Irving Petling Biography
Irving Burnell Petlin was born in Chicago in 1934. His parents, Samuel and Rose (Cohen) Petlin, were Jewish immigrants from Poland. His father had been a cantor in Poland and worked in a cleaning factory, removing stains from patterned silk; his mother was a housewife. Forty-nine members of his father's family died in the Treblinka extermination camp in German-occupied Poland, a tragedy that informed his art.
Petlin didn't read children's books as a boy; instead he read the newspapers that his father brought home from work and allowed himself to be absorbed in the news about the Second World War and the fate of Poland. His talent for drawing led an elementary school teacher to suggest that his parents attend children's classes at the School of the Art Institute of Chicago. Irving's obvious artistic abilities helped him earn a scholarship to the Art Institute, from which he graduated with a bachelor's degree in fine arts. He then earned a master's degree in fine arts at Yale, where he studied with the influential artist and teacher Josef Albers.
Petlin added pastels to his artistic quiver in 1960, after serving in the U.S. Army. On a trip to Paris he stopped at the same art shop in Montmartre where Degas once bought his pastels. He recognized the difficulties in using the medium but soon mastered it.
Pastel is the unforgiving medium: there is no turning back, every move is indelible,” he wrote in 2012 for an exhibition at the Kent Fine Art gallery in Manhattan, explaining his attraction to the “gambling nature” of use of crayons.
He added: “There is a fascination with risk and foresight on a developed surface waiting for the final dips of color to bring into focus everything that is already there: the bolt of color that refines an image.”

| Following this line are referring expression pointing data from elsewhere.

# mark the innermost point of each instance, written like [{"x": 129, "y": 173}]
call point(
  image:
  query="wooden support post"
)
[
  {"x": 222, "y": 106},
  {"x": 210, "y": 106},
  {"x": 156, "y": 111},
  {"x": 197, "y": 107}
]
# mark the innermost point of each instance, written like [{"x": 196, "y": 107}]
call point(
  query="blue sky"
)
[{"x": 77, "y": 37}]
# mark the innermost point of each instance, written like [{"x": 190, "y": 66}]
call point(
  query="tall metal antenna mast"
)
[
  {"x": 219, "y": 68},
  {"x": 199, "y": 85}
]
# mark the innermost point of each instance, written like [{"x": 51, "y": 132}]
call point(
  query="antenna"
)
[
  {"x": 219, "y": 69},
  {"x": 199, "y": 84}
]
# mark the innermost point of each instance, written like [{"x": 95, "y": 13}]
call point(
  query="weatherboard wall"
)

Petlin used pastels for "Hundred Fighting Men," a series he drew in 1962 after witnessing riots in Paris in which demonstrators, who had been protesting the war in Algeria, were killed by French police officers. In 2016 the Smart Museum at the University of Chicago included his work in a group exhibition of artists active in Chicago in the 1950s and 1960s, including Leon Golub, Nancy Spero and Seymour Rosofsky.